Sunday, 27 August 2017

It's Just An Emoji! Bah Humbug.

Or is it? This won't be the first time I get called a humourless something-or-other: I've written terribly mirthless things before which reveal my sub-humanness and my inability to take a 'joke'. I won't even try to defend myself as someone who loves a good laugh and a joke - you wouldn't believe me anyway if you've already got me pegged.

I'm not outraged at this emoji - if you can believe me, I'm not. I just see it as part of a bigger issue, and that bigger issue does do something to me - perhaps I am outraged by the bigger picture I perceive this to be part of.

Education doesn't exactly receive good press. The big stories are usually the negative ones. Most government reforms - and they do seem to come with regularity - imply that education is not at its best. Plenty of teachers, for many differing reasons (some justified) don't have much good to say about the profession either. The public perception of teachers and the state of education isn't great at the moment. At least that's the way I see it.

This makes education a fragile thing. And all but the most outrageous comedians would pull their punches when it comes to fragile subjects for jokes. Except perhaps when that fragile thing is a what, not a who.

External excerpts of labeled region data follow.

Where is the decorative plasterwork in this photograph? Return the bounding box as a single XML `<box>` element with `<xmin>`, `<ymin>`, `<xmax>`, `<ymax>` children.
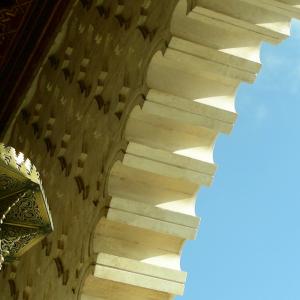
<box><xmin>0</xmin><ymin>0</ymin><xmax>300</xmax><ymax>300</ymax></box>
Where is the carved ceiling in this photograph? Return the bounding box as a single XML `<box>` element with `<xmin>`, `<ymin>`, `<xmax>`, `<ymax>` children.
<box><xmin>0</xmin><ymin>0</ymin><xmax>70</xmax><ymax>136</ymax></box>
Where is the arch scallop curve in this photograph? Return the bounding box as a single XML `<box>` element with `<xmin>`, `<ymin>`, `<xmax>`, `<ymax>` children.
<box><xmin>0</xmin><ymin>0</ymin><xmax>300</xmax><ymax>300</ymax></box>
<box><xmin>79</xmin><ymin>0</ymin><xmax>300</xmax><ymax>300</ymax></box>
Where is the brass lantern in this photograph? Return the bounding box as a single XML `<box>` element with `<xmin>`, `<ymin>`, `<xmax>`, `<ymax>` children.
<box><xmin>0</xmin><ymin>143</ymin><xmax>53</xmax><ymax>269</ymax></box>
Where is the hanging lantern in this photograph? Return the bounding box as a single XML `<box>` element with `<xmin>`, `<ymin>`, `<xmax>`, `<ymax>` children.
<box><xmin>0</xmin><ymin>143</ymin><xmax>53</xmax><ymax>269</ymax></box>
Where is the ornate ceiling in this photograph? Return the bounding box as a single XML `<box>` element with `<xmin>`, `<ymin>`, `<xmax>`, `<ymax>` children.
<box><xmin>0</xmin><ymin>0</ymin><xmax>69</xmax><ymax>135</ymax></box>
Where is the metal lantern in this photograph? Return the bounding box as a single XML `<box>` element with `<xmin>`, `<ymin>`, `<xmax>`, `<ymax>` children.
<box><xmin>0</xmin><ymin>143</ymin><xmax>53</xmax><ymax>269</ymax></box>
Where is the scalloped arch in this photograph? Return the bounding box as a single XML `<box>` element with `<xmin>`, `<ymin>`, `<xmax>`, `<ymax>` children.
<box><xmin>81</xmin><ymin>0</ymin><xmax>300</xmax><ymax>300</ymax></box>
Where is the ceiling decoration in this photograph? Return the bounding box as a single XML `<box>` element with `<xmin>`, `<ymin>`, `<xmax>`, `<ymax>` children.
<box><xmin>0</xmin><ymin>0</ymin><xmax>70</xmax><ymax>135</ymax></box>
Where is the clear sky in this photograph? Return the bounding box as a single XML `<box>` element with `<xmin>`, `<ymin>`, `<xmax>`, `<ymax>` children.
<box><xmin>177</xmin><ymin>22</ymin><xmax>300</xmax><ymax>300</ymax></box>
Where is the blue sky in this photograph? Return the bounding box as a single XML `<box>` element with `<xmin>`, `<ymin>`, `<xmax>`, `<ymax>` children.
<box><xmin>178</xmin><ymin>22</ymin><xmax>300</xmax><ymax>300</ymax></box>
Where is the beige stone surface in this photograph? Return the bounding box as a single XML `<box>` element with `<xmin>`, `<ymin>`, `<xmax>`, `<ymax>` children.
<box><xmin>0</xmin><ymin>0</ymin><xmax>300</xmax><ymax>300</ymax></box>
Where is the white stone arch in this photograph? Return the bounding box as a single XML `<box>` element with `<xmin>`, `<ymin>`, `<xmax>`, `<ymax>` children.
<box><xmin>81</xmin><ymin>0</ymin><xmax>300</xmax><ymax>300</ymax></box>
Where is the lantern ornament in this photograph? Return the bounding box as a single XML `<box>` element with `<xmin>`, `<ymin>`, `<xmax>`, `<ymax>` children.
<box><xmin>0</xmin><ymin>143</ymin><xmax>53</xmax><ymax>269</ymax></box>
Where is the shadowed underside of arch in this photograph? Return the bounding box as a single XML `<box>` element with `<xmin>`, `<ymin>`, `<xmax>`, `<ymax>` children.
<box><xmin>0</xmin><ymin>0</ymin><xmax>300</xmax><ymax>300</ymax></box>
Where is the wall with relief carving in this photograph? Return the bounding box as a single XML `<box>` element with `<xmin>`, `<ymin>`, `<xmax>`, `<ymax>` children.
<box><xmin>0</xmin><ymin>0</ymin><xmax>300</xmax><ymax>300</ymax></box>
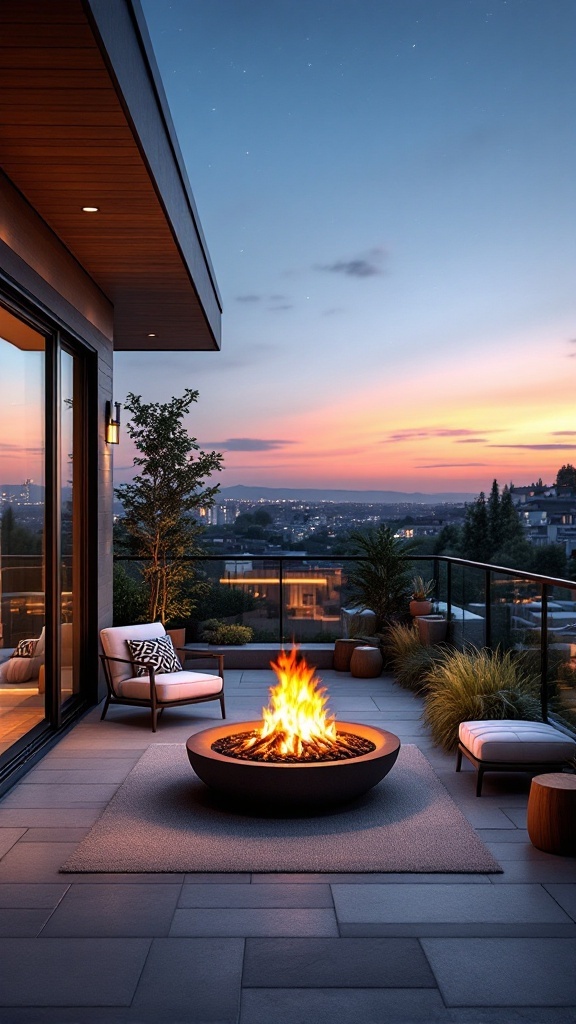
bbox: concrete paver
[0,670,576,1024]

All I'm suggesting is that any unnecessary negativity aimed at education might be avoided. One emoji in one chain of high street shops is not exactly the death knell, but it has the potential to play its part.

In criminology, the broken window theory says that when smaller crimes are dealt with fewer major crimes will occur. And whilst it's not a crime to make jokes about how terrible going back to school is, it might just be one more little nail in the coffin. I know, I know that I sound like a real party pooper here - maybe I am spoiling all the seconds of hilarity this emoji no doubt generates. But I love my job, and I value education and I wonder if we could do better.

In times when many of us are worried about the mental health of both our students and our teachers, I can't help but question how a teacher or student who has genuinely cried over the thought of going back to school might feel when seeing this. Is the anxiety caused by the thought of returning to school really something to be made fun of? There will, as some have thoughtfully pointed out this week, be teachers who are experiencing genuine stress and depression at the thought of their return to work - that's not something I'd want to belittle. Perhaps it is just an emoji and that it isn't potentially degrading and corrosive at all.

There is clearly genuine psychological power in advertising - subliminal messages are all around us and are designed by experts to change the way we think. This one, I'm sure, was just designed to make us laugh and its possible undertones are unintended - I get that - but as part of a much bigger picture, where education is painted as ugly, it's something that I'm sure we wouldn't miss. 

I don't expect to change minds on this one - we all view things in different ways. My particular outlook is to build up and be positive about education where possible, even on the small things, because I believe even they can make a difference. Yes, this sounds all virtuous and holier-than-thou (maybe this should have been left unsaid) but I'd prefer it if my team of teachers and our children were coming back to school happily come September, not with a sense of foreboding or with tears streaming down their faces.

Obviously, they won't - but that'll only be because they're coming back to an awful, humourless teacher and leader who just can't take a joke and removes all the fun from learning.